Data Extrapolation for Text-to-image Generation on Small Datasets

Senmao Ye,Fei Liu
2024-10-02
Abstract:Text-to-image generation requires large amount of training data to synthesizing high-quality images. For augmenting training data, previous methods rely on data interpolations like cropping, flipping, and mixing up, which fail to introduce new information and yield only marginal improvements. In this paper, we propose a new data augmentation method for text-to-image generation using linear extrapolation. Specifically, we apply linear extrapolation only on text feature, and new image data are retrieved from the internet by search engines. For the reliability of new text-image pairs, we design two outlier detectors to purify retrieved images. Based on extrapolation, we construct training samples dozens of times larger than the original dataset, resulting in a significant improvement in text-to-image performance. Moreover, we propose a NULL-guidance to refine score estimation, and apply recurrent affine transformation to fuse text information. Our model achieves FID scores of 7.91, 9.52 and 5.00 on the CUB, Oxford and COCO datasets. The code and data will be available on GitHub (<a class="link-external link-https" href="https://github.com/senmaoy/RAT-Diffusion" rel="external noopener nofollow">this https URL</a>).

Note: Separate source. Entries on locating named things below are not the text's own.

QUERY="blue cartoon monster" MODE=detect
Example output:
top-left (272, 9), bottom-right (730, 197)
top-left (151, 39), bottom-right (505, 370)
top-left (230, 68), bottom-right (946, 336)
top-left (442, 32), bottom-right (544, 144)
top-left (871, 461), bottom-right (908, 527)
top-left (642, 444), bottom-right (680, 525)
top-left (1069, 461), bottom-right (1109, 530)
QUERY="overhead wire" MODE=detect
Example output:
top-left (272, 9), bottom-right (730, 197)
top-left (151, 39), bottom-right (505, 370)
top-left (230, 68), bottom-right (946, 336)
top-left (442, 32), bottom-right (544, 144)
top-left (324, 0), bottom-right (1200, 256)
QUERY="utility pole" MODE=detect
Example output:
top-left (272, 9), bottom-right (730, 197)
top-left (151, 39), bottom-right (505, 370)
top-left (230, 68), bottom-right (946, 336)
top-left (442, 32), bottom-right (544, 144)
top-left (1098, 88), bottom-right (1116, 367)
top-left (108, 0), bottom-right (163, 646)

Computer Vision and Pattern Recognition,Artificial Intelligence
What problem does this paper attempt to address?
The problem that this paper attempts to solve is the lack of training data when performing text - to - image generation on small - scale datasets. Existing data augmentation methods such as cropping, flipping, and mixing techniques can create new perspectives but are unable to introduce new information, resulting in limited performance improvement. For this reason, the paper proposes a data augmentation method based on linear extrapolation. By linearly extrapolating the text to increase training samples and retrieving new image data from the Internet, the performance of text - to - image generation can be significantly improved. Specifically, the main contributions of the paper include: 1. **Proposing a new data augmentation method**: By retrieving new image data from the Internet based on linearly extrapolating text features, training samples dozens of times larger than the original dataset are constructed. 2. **Designing two outlier detectors**: Used to purify the images retrieved from the Internet and ensure the reliability of the newly generated text - image pairs. 3. **Proposing NULL - condition guidance**: Used to improve score estimation and further enhance the quality of text - to - image generation. 4. **Applying cyclic affine transformation**: To handle complex text information in the diffusion model and improve the generation ability of the model. Through these methods, the paper has achieved significant performance improvements on the CUB, Oxford, and COCO datasets, especially performing excellently in terms of the FID score.